If the fixed term on your current mortgage is coming to an end, you may therefore think that it makes sense to accept moving to the standard variable rate rather than incurring the fees usually associated with arranging another mortgage and potential early repayment penalties. However, returning to the standard variable rate is likely to increase your monthly repayments considerably; if your house ends up being on the market for a while, this could soon mount up
If you’re aiming to sell your current property, any new mortgage needs to give you flexibility and be cost-effective, as you know you will be taking out a new mortgage when you move. Fortunately, there are residential mortgages on the market that don’t have any fees (no valuation, arrangement or solicitor’s fees) and that come without penalties.

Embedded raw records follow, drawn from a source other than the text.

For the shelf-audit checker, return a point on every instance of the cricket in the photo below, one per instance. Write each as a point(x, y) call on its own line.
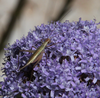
point(37, 54)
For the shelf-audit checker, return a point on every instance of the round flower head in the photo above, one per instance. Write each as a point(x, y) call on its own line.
point(69, 68)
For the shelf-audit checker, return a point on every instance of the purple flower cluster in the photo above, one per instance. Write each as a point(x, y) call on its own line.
point(70, 68)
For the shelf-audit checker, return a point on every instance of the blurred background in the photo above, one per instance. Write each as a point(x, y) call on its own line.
point(18, 17)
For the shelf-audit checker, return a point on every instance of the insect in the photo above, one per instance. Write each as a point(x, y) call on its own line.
point(37, 54)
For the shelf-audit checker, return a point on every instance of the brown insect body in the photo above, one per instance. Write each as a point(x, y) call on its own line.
point(37, 54)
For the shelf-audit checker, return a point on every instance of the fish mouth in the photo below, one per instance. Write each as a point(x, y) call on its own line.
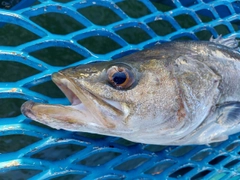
point(88, 112)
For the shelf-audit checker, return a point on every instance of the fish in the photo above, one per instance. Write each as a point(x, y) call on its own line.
point(174, 93)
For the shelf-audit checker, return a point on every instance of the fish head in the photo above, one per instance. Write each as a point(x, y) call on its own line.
point(117, 98)
point(146, 97)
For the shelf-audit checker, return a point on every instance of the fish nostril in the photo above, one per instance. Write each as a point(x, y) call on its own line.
point(26, 109)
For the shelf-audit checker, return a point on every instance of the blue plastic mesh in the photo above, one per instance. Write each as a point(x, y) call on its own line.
point(29, 150)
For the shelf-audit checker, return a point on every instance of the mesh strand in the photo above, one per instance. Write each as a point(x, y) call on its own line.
point(30, 150)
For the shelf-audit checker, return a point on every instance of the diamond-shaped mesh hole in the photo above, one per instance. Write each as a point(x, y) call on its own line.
point(183, 38)
point(8, 4)
point(203, 35)
point(181, 172)
point(181, 150)
point(133, 35)
point(14, 35)
point(20, 174)
point(14, 71)
point(131, 164)
point(185, 21)
point(99, 158)
point(162, 6)
point(160, 167)
point(219, 176)
point(48, 89)
point(57, 56)
point(133, 8)
point(63, 1)
point(57, 23)
point(99, 44)
point(232, 163)
point(124, 142)
point(188, 3)
point(205, 15)
point(10, 107)
point(12, 143)
point(223, 11)
point(236, 25)
point(104, 15)
point(60, 152)
point(217, 160)
point(161, 27)
point(70, 177)
point(222, 29)
point(201, 175)
point(232, 146)
point(154, 148)
point(216, 144)
point(234, 178)
point(201, 155)
point(236, 6)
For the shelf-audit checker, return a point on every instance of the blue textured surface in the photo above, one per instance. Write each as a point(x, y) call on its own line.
point(102, 157)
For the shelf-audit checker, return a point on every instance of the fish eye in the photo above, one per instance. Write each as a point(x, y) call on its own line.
point(120, 77)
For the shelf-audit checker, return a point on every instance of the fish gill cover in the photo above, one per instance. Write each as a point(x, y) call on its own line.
point(43, 37)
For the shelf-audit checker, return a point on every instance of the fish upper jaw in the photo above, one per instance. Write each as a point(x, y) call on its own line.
point(87, 112)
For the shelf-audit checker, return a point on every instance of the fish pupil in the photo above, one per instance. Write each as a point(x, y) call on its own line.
point(119, 77)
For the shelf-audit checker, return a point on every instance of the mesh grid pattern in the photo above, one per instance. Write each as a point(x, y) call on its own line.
point(30, 150)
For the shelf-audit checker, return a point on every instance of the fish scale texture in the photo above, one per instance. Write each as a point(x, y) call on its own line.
point(31, 151)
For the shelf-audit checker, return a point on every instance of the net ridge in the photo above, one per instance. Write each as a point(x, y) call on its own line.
point(33, 151)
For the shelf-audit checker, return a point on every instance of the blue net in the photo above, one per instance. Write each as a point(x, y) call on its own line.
point(44, 36)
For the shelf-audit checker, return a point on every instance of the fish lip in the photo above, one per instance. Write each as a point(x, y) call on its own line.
point(73, 94)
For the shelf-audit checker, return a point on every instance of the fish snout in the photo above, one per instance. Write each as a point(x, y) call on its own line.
point(26, 109)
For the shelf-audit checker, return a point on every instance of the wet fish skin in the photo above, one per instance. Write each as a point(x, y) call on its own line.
point(183, 93)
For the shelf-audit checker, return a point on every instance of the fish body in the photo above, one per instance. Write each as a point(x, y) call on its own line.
point(176, 93)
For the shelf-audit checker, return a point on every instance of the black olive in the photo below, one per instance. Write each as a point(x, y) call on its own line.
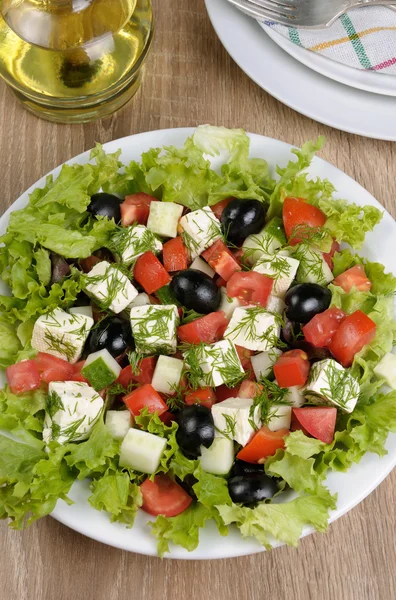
point(105, 205)
point(111, 333)
point(306, 300)
point(241, 218)
point(240, 468)
point(196, 429)
point(251, 488)
point(196, 291)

These products offer variable rates, whereas most people tend to go for fixed-rate mortgages, so you are trading certainty for flexibility. But, crucially, the variable rate should be lower than the standard variable rate, so you should save money. The variable rate that you are offered will be in part determined by your loan to value ratio (the value of your mortgage compared to the value of your property).But if your house is on the market for several months, remortgaging to a new variable-rate mortgage could save you quite a lot of money.

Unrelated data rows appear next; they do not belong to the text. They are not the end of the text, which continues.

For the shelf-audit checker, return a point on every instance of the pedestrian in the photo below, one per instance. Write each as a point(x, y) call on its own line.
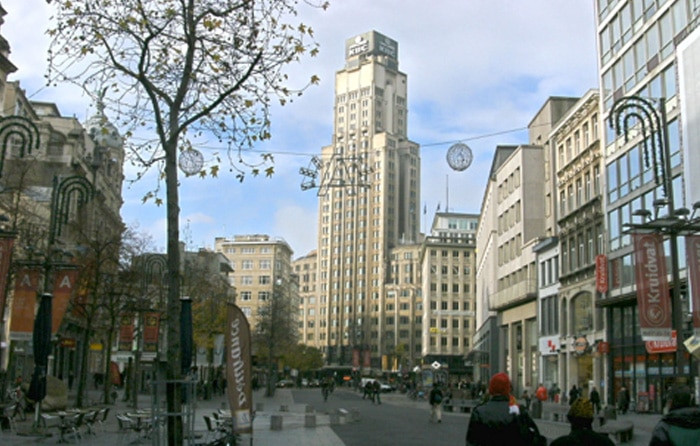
point(500, 421)
point(540, 398)
point(435, 399)
point(527, 398)
point(681, 425)
point(368, 390)
point(581, 419)
point(623, 400)
point(573, 394)
point(595, 399)
point(377, 390)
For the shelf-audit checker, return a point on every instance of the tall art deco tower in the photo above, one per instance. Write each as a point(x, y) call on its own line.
point(368, 201)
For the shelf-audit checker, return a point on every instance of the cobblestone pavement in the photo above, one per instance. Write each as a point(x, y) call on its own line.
point(295, 431)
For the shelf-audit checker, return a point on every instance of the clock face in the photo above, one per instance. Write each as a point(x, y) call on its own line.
point(459, 157)
point(191, 161)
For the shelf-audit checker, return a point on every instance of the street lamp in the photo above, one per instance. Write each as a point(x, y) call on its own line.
point(634, 110)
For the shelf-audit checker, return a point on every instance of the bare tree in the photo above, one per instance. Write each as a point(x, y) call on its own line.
point(184, 70)
point(276, 330)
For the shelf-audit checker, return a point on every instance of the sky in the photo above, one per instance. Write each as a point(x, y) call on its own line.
point(478, 71)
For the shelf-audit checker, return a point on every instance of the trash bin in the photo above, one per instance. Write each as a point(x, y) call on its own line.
point(609, 413)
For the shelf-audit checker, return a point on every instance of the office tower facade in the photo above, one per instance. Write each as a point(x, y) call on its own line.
point(368, 197)
point(448, 262)
point(638, 45)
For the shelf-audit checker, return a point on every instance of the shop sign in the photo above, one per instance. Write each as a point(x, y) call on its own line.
point(692, 251)
point(550, 345)
point(668, 346)
point(603, 347)
point(601, 273)
point(580, 345)
point(68, 342)
point(652, 287)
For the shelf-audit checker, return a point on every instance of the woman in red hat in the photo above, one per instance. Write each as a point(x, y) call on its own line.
point(500, 420)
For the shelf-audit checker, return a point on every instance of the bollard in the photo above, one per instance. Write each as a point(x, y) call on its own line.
point(276, 422)
point(310, 420)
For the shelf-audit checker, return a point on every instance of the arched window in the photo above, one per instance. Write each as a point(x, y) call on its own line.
point(582, 313)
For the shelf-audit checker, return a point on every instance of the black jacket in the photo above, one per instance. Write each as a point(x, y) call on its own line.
point(493, 423)
point(582, 437)
point(680, 427)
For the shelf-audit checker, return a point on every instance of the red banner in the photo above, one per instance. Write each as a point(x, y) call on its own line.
point(23, 303)
point(355, 357)
point(653, 298)
point(126, 332)
point(5, 254)
point(239, 370)
point(667, 346)
point(692, 251)
point(64, 284)
point(601, 273)
point(151, 322)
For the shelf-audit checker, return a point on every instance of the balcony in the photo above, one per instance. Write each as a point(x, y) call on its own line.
point(515, 294)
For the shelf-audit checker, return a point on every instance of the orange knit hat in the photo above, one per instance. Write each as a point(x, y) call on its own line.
point(499, 384)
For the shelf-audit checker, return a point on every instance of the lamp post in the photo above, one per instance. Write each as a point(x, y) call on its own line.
point(632, 111)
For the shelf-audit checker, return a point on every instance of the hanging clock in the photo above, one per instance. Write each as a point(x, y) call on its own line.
point(191, 161)
point(459, 156)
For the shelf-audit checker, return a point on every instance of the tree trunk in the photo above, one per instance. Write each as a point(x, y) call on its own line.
point(173, 390)
point(108, 367)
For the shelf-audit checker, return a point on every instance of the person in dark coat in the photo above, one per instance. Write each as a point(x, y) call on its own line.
point(581, 418)
point(435, 398)
point(595, 399)
point(573, 394)
point(499, 420)
point(377, 391)
point(681, 425)
point(623, 400)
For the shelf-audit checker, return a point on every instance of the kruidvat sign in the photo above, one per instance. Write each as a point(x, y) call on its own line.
point(652, 287)
point(238, 370)
point(692, 251)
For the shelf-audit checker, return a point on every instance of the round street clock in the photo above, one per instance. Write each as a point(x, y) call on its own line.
point(459, 156)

Quite how much money remortgaging on a variable rate mortgage is going to save you will depend on the size of your mortgage and the variable interest rate you are offered. But our hypothetical example shows how significant potential savings could be:
Laura and Miles have a £500,000 mortgage over 25 years, which is about to return to the standard variable rate of 5%.This would take their monthly repayments to £2,924.If they were to remortgage on a short-term basis on a variable rate currently at 2%, their monthly repayments would be £2,120, saving them £804 per month.If their variable rate remains at 2%, in six months they would save £4,824 – which could be very helpful when they come to move.
Of course, if interest rates rise, Miles and Laura’s monthly payments would go up, but they would still typically be lower than if they stuck with their current mortgage on the standard variable rate. And with no fees or penalties associated with their new mortgage, the maths make sense.
When to consider short-term remortgaging
There are three key times when we would recommend considering a short-term remortgage:
- If you are trying to sell your house and have come to the end of term on your existing mortgage.
- If you have owned your home for a while and want to renovate – short-term remortgaging could be the solution to enable you to raise the capital you need to carry out the renovations. You can then remortgage on a fixed-term mortgage when you have finished the renovations and your property is worth more
- If you are renovating to sell.
Although we have called this short-term remortgaging as it’s a strategy to consider when you expect your circumstances to change and don’t want to be tied into a long contract with associated fees and penalties, it’s important to understand that ‘short term’ could mean several months or even a couple of years. But if you intend to stay put, strategically it is probably sensible to look at fixed-rate mortgages, as these are generally more cost effective in the longer term, even when you factor in the fees.